Re: [PATCH v5 0/9] mm: switch THP shrinker to list_lru
From: Johannes Weiner
Date: Tue Jun 02 2026 - 17:46:17 EST
On Mon, Jun 01, 2026 at 04:36:52PM +0800, Lance Yang wrote:
> As the changelog above says, the old queue is per-memcg only, rather
> than per-memcg-per-node.
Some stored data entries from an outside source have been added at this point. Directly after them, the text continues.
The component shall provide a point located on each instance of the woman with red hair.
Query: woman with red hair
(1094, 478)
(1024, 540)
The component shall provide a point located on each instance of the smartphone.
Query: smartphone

So reclaim on one node can still walk the whole
> memcg queue and split underused THPs from other nodes in the same memcg.
>
> But I think the new one can lose reclaim in the cgroup.memory=nokmem
> case ...
>
> With nokmem, the deferred shrinker can still run from memcg reclaim,
> because it is SHRINKER_NONSLAB. But the list_lru is no longer per-memcg:
>
> __list_lru_init() clears memcg_aware,
>
> if (mem_cgroup_kmem_disabled())
> memcg_aware = false;
>
> so list_lru_from_memcg_idx() falls back to the shared node list:
>
> static inline struct list_lru_one *
> list_lru_from_memcg_idx(struct list_lru *lru, int nid, int idx)
> {
> if (list_lru_memcg_aware(lru) && idx >= 0) {
> [...]
> }
> return &lru->node[nid].lru;
> }
>
> That makes the shrinker bit unreliable. __list_lru_add() still sets the
> bit on the memcg passed in, but only when the list goes from empty to
> non-empty:
>
> bool __list_lru_add(struct list_lru *lru, struct list_lru_one *l,
> struct list_head *item, int nid,
> struct mem_cgroup *memcg)
> {
> if (list_empty(item)) {
> [...]
> if (!l->nr_items++)
> set_shrinker_bit(memcg, nid, lru_shrinker_id(lru));
> [...]
> return true;
> }
> return false;
> }
>
> If memcg A adds the first folio, A gets the bit. If memcg B later adds a
> folio to the same shared list, B does not get a bit, because the list
> was already non-empty.
>
> So in the A-first/B-later case, reclaim from B may not call the deferred
> shrinker at all. The shared list is scanned from memcg reclaim only if
> reclaim runs from the memcg that has the bit, such as A here, or from
> global reclaim :)
>
> Anyway, only after the shared list is emptied does the next memcg to add
> a folio get to be the one with the bit, IIUC :)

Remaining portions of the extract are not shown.